FULLY DIFFERENTIAL CRYSTAL CLOCK GENERATOR

by Michael Cave and Michael May

  Current implementations to squaring up a sine- wave from a crystal oscillator may be viewed in Figure I below (referred to as the prior art). Figure I, Prior Art I, being a single inverter, requires that the output swing of the crystal oscillator be large enough to trigger the inverter. In applications using Prior Art I to square up the crystal signal, the output swing of the crystal is generally rail-to-rail. This large voltage swing requires a large power dissipa- tion by the crystal which reduces the lifetime of the crystal or requires the crystal to cost more due to specifying a higher power dissipation. Therefore, a smaller voltage swing is desirable from the crystal oscillator, which leads to the Prior Art II shown in Figure I.

  Figure I, Prior Art II, shows an inverter biased at its trip point. In this case, due to the ac coupling to the crystal oscillator while being D.C. biased at its trip point, a squared up version of the crystal's sine-wave is observed at the output of the inverter. This implementation does allow for lower power to be dissipated by the crystal itself by reducing the required voltage swing level of the oscillator. However, the inverter is susceptible to false triggering due to the poor power supply rejection of this type of circuit.

  Figure I, Prior Art III, shows a fully differential architecture which is capable of squaring up a lower voltage swing from the oscillator and has good power supply rejection.
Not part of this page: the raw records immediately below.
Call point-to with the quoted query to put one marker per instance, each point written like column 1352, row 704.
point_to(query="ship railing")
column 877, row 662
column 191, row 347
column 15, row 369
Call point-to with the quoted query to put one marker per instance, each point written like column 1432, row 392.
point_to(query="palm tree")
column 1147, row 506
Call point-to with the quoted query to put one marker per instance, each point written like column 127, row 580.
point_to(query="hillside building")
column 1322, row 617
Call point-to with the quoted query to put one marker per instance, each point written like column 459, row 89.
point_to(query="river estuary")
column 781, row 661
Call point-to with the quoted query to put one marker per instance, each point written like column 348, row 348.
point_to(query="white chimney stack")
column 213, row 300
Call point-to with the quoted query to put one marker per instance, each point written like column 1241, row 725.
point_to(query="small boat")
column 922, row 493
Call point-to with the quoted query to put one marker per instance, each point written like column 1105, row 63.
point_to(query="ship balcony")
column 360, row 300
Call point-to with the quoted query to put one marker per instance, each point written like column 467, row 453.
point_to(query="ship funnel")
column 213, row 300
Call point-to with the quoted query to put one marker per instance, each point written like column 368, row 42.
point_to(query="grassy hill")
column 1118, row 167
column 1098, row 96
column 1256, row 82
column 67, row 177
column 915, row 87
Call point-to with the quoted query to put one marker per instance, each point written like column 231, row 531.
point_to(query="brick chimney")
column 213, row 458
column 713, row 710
However, in some circum- stances, there is a D.C. offset due to the crystal oscillator between the positive input and negative input (vinn and vinp) of the fully differential comparator. This D.C. offset may be enough, in conjunction with a small sine-wave output of the crystal oscillator, that the comparator does not trigger. This problem is catastrophic but is solved with the

current invention observed in Figure 2.

  The present invention (Figure 2) provides a method and apparatus for producing an improved...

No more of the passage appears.